Gay Flight Attendant Survives Motion to Get Rid of His Discrimination Claim about a Haircut

Is a Mohawk-style haircut so “extreme” that an airline would be justified in not allowing a male flight attendant to work a flight when he reported for duty thus groomed?

In Falcon v. Continental Airlines, 2013 U.S. Dist. LEXIS 171349 (D. N.J., Dec. 4, 2013), U.S. District Judge Jose L. Linares ruled that if gay flight attendant Ray Falcon can prove that Continental’s supervisors on duty at Newark Airport on September 23, 2010, knew he was gay and applied its grooming standards to him discriminatorily, he may have a sexual orientation discrimination claim under New Jersey’s Law Against Discrimination, denying summary judgment to the defendant on this count.  Falcon filed his claim in state court, but Continental removed it to federal court and moved for summary judgment.

A material fact in dispute is whether the supervisors involved in the incident knew that Falcon was gay.  He claims he was “out” and known to his supervisors as such, while they deny it, so there is a credibility issue.  He also claims, evidently, that he was subjected to this indignity because he is gay.   Supervisors claim they were just enforcing the airline’s “General Code of Conduct and Working Together Guidelines” which obligates employees in public contact positions to maintain a “professional appearance.”

When the supervisors were adamant about not letting Falcon work with the alleged Mohawk (Falcon maintains it was just a standard military cut, short at the sides and a bit longer on top), Falcon asked another attendant who had hair clippers to trim his top sufficiently to satisfy the supervisors, and he was allowed to work his scheduled flight to Paris.

Falcon asserts that the incident caused him significant emotional distress, requiring psychological treatment and causing him to miss some subsequent flights.  Falcon supplemented his discrimination claim with a battery claim (the haircut) and a claim of intentional infliction of emotional distress.

Judge Linares granted summary judgment to Continental on these two state tort claims, finding that Falcon could not assert battery when he had requested the other attendant to give him the haircut, and that this incident failed to come anywhere close to the high standard of outrageous conduct set by New Jersey courts in emotional distress claims arising from workplace incidents.

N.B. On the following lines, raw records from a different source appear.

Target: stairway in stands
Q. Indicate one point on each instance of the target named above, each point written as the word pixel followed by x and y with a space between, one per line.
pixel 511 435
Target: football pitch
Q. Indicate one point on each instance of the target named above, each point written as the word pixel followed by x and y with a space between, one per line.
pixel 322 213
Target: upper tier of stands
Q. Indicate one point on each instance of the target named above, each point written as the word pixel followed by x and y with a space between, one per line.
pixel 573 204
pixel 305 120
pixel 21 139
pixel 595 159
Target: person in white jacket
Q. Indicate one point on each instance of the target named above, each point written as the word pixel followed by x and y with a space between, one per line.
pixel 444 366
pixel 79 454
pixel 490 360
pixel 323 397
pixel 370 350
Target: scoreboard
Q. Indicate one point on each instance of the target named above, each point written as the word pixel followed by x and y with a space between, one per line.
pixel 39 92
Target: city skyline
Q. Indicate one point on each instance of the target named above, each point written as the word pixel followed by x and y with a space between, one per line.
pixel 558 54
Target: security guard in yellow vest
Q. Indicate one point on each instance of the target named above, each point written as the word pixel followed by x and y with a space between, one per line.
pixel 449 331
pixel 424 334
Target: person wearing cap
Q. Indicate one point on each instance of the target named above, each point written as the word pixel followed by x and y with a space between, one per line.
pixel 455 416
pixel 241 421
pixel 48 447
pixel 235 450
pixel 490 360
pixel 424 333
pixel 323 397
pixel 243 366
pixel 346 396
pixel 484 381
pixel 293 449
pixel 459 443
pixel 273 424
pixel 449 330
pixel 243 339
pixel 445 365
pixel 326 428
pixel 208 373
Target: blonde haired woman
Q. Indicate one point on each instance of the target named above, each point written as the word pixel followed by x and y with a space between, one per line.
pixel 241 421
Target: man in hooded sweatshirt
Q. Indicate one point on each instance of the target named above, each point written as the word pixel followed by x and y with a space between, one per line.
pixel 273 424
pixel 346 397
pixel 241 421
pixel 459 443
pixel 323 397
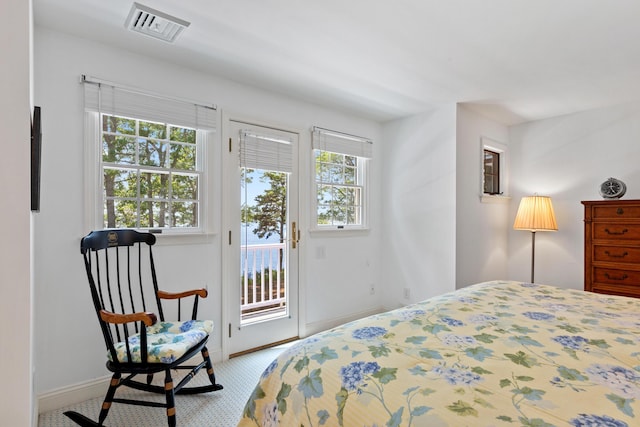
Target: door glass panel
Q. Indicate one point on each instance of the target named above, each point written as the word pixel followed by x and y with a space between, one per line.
pixel 264 255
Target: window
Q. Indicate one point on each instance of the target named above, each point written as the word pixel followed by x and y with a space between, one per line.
pixel 491 172
pixel 151 177
pixel 340 162
pixel 494 177
pixel 146 158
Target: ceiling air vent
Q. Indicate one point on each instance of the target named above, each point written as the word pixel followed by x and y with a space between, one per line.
pixel 154 23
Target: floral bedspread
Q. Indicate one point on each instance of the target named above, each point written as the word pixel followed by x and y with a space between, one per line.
pixel 492 354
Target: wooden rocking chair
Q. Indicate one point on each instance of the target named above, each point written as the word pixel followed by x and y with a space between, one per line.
pixel 123 283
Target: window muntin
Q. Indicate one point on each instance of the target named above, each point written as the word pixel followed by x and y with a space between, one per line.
pixel 340 185
pixel 151 174
pixel 491 172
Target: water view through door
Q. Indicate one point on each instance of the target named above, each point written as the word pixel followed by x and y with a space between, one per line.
pixel 264 291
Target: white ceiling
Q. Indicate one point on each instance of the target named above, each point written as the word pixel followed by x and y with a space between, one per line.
pixel 516 60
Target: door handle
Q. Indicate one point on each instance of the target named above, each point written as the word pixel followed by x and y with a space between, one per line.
pixel 295 235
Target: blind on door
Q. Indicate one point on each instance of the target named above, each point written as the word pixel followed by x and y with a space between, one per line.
pixel 266 152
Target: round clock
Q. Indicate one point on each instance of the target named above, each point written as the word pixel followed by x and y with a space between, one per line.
pixel 612 189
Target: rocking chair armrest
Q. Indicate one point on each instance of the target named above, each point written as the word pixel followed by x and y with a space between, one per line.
pixel 202 293
pixel 146 317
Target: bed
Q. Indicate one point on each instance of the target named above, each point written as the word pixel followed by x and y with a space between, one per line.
pixel 498 353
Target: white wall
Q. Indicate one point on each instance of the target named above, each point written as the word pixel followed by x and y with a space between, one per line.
pixel 68 340
pixel 567 158
pixel 16 394
pixel 481 228
pixel 419 222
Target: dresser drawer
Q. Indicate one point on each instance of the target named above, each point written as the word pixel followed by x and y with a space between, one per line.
pixel 616 277
pixel 603 230
pixel 619 254
pixel 617 212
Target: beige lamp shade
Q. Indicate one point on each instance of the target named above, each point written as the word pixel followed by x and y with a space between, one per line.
pixel 535 213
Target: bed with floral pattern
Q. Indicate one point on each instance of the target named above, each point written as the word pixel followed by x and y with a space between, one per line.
pixel 492 354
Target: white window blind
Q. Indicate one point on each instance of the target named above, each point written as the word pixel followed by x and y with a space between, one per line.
pixel 338 142
pixel 107 98
pixel 266 152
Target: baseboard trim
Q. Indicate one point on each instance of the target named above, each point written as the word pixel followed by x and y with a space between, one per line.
pixel 73 394
pixel 76 393
pixel 315 327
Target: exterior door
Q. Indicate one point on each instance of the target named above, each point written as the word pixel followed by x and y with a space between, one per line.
pixel 261 258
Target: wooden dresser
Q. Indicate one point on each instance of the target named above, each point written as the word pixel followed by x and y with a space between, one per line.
pixel 612 247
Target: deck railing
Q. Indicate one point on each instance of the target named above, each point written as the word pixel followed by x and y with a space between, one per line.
pixel 263 279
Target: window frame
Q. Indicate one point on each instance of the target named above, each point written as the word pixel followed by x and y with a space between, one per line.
pixel 94 181
pixel 362 178
pixel 487 144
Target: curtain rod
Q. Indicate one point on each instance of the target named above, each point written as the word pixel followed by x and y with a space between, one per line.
pixel 343 134
pixel 99 82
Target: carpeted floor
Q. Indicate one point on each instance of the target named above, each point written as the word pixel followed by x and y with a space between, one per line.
pixel 217 409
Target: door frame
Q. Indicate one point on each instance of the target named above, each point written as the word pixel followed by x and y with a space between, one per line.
pixel 227 214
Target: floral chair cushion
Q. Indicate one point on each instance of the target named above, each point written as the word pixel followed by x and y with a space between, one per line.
pixel 166 341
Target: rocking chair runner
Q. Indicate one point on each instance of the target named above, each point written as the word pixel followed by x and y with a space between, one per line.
pixel 122 278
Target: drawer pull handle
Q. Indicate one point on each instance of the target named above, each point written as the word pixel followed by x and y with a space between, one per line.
pixel 623 277
pixel 615 233
pixel 622 255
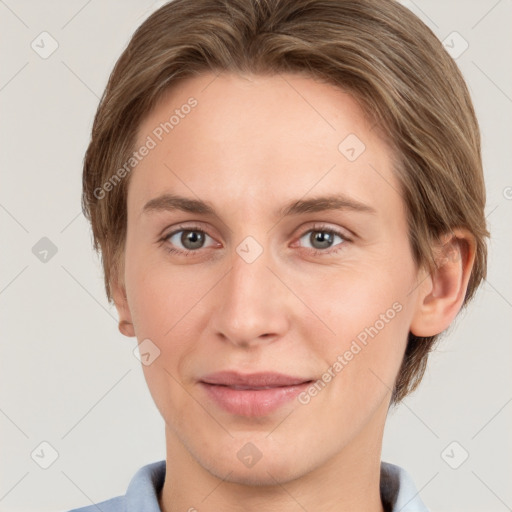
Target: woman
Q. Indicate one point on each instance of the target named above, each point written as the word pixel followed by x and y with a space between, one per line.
pixel 289 202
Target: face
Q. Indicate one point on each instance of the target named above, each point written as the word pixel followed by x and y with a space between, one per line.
pixel 267 235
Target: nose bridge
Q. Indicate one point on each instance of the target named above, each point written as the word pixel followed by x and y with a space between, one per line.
pixel 252 305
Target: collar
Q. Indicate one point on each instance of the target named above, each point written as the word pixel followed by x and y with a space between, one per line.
pixel 397 489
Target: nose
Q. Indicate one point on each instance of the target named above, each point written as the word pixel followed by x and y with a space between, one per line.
pixel 251 304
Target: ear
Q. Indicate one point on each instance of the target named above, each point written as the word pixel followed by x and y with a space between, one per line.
pixel 442 291
pixel 118 292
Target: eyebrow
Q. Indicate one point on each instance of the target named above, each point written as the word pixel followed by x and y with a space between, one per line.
pixel 170 202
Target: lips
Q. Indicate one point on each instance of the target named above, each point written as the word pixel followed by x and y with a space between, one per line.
pixel 251 395
pixel 263 380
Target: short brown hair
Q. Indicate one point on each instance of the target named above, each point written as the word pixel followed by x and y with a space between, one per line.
pixel 377 50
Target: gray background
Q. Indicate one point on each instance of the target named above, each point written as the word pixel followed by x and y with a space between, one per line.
pixel 70 379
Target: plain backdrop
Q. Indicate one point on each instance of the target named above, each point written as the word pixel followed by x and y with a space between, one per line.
pixel 70 380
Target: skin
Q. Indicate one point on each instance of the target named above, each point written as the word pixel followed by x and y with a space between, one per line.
pixel 251 145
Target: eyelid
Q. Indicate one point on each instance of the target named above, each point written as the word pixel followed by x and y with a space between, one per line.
pixel 344 233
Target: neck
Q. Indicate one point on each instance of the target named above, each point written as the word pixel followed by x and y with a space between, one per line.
pixel 348 481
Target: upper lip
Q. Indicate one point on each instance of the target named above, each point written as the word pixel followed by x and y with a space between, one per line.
pixel 253 380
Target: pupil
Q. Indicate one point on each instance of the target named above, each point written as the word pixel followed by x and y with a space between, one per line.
pixel 192 239
pixel 322 239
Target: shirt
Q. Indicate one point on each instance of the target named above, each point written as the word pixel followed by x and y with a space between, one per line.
pixel 397 490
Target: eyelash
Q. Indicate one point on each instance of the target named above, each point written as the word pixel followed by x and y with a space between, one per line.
pixel 316 252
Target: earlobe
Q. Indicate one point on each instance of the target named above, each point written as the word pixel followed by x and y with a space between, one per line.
pixel 442 292
pixel 123 310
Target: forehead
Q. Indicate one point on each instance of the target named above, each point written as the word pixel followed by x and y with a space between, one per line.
pixel 264 137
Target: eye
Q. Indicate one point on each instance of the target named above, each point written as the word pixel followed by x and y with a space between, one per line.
pixel 188 240
pixel 322 240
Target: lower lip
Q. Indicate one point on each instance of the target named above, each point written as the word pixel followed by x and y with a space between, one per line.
pixel 252 402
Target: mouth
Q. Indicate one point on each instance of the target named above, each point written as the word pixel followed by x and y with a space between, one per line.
pixel 252 395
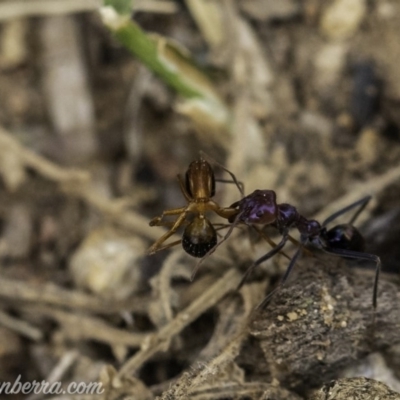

According to the opinion, Falcon continues to work as a flight attendant for Continental, and suffered no discipline or tangible losses as a result of the incident, but has been treated for distress stemming from this incident by a licensed psychologist, who prescribed medication for him, and has applied for benefits under the Family and Medical Leave Act to cover days when he missed flights as a result.

Ray Falcon is represented by Michael R. Lombardi and the firm Lombardi & Lombardi, Edison, NJ.  Continental is represented by attorneys from Buchanan Ingersoll & Rooney PC of Newark and Philadelphia.